Dog agility competitions are run by both the American Kennel Club and the USDAA and can offer prizes up to $10,000. In dog agility competition, a dog is led through an obstacle course by a handler, and then given points based on speed, accuracy and the difficulty of the course. At some events, dogs compete in events for a few days, then judges tally points at the end to determine a winner.
"You plan your sequence to get the most number of points," said Samson of some courses where handlers can choose the obstacles.
Samson said she was always interested in dog agility training, and when she found she had the time, she began reading books, watching DVDs and taking coaching lessons.
She said there are a few different kinds of courses and using body language is key to leading the dog through, since they take silent cues from their handler. She said dogs like Lexi and Surfer, because they are small, pay attention to your feet. Although there is a lot of time put into training the dog, Samson said she likes it because it makes her and the dogs happy.
"I find them fun and challenging, too," Samson said of competitions.
Samson has been readying both dogs for the 2009 Cynosports World Games which begins Nov. 11 in Scottsdale, Arizona, one of the largest competitions put on by USDAA. Samson said Lexi will compete in six events and Surfer in three, with some of the best dogs from the U.S., Canada and Mexico.

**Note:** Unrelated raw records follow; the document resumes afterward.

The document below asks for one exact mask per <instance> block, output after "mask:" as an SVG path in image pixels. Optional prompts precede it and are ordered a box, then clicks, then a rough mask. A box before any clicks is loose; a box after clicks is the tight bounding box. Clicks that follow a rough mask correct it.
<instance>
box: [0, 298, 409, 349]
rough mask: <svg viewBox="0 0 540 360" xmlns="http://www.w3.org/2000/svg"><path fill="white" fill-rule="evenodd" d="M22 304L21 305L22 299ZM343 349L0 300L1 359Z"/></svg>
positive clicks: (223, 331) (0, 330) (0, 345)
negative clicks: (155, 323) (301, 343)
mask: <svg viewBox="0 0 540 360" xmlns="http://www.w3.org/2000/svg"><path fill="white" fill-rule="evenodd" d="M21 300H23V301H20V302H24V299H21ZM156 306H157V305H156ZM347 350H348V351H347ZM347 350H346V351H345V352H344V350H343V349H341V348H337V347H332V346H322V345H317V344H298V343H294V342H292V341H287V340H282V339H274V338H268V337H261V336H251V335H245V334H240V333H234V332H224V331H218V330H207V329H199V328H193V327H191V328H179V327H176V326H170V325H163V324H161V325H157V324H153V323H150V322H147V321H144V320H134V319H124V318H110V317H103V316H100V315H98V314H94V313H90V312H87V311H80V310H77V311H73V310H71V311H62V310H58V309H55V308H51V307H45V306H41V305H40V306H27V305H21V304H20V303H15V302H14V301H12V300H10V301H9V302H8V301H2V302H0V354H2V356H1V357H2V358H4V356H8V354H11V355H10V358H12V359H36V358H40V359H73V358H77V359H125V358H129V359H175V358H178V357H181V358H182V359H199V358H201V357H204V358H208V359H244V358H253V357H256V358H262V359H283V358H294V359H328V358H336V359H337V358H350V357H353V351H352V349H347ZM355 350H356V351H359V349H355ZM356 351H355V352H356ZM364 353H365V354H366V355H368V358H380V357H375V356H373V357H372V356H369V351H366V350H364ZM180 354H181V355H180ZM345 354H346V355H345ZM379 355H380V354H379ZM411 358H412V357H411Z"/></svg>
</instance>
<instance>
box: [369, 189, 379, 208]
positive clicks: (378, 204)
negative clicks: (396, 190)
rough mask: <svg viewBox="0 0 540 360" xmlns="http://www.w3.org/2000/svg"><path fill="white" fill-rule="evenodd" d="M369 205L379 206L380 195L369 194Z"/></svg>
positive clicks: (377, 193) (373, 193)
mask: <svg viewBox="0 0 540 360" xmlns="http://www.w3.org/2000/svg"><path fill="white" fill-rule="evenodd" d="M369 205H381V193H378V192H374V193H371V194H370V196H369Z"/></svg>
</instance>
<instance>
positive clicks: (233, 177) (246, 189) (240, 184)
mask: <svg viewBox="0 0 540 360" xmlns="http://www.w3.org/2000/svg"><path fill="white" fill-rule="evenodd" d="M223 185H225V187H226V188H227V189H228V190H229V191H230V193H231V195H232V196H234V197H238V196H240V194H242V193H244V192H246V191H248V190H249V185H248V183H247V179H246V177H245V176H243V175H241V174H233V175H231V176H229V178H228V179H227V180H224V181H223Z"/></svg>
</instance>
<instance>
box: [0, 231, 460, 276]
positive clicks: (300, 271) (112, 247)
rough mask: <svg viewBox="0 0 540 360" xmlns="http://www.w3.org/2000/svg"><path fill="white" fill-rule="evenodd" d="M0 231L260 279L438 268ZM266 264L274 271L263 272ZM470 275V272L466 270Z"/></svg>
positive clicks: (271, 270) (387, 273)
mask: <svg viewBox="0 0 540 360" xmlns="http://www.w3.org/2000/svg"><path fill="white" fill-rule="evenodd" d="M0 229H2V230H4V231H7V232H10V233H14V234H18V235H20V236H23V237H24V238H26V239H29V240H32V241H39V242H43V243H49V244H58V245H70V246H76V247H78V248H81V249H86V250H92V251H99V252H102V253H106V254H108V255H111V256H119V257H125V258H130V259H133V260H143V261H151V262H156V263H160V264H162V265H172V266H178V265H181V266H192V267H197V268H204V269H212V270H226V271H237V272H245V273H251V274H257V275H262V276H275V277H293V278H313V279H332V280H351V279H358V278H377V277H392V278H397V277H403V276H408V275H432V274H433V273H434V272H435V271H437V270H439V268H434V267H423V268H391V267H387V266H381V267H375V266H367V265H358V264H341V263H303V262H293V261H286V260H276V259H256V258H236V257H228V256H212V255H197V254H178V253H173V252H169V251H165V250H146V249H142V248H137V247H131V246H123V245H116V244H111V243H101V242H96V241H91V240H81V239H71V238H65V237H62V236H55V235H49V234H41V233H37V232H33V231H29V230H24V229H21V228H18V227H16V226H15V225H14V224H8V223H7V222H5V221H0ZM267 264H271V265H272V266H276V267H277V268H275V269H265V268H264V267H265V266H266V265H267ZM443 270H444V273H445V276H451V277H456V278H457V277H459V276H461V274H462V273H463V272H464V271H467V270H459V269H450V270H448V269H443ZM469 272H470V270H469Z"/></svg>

Now that she is retired, Samson said she usually makes it to competitions twice a month.
Samson said it is fun for her and the dogs to train for these events. She said three times a week she attends classes at Jump Start Dog Sports training facility in Yorba Linda, and also rents a field to practice obstacles with the dogs. She also runs and walks with them outside daily. Samson said she prefers the jumping and running in dog agility to dog shows.
"It's so much more fun," Samson said. "Dog shows are just boring."
In addition to jumping through obstacle courses, Lexi and Surfer also have worked with cancer groups and in hospitals as therapy dogs for patients. They perform tricks for patients to keep their spirits up.
Samson said Surfer loves tricks, as she performs an instant roll on the floor of her home when Samson yells out, "Bang, bang, you're dead." And she said Lexi, the elder of the two, is more focused when on the course.
And what are her secrets to training a dog? Positive reinforcement, said Samson, in addition to treats.
"I mean, you wouldn't work without a salary check would you?" she said.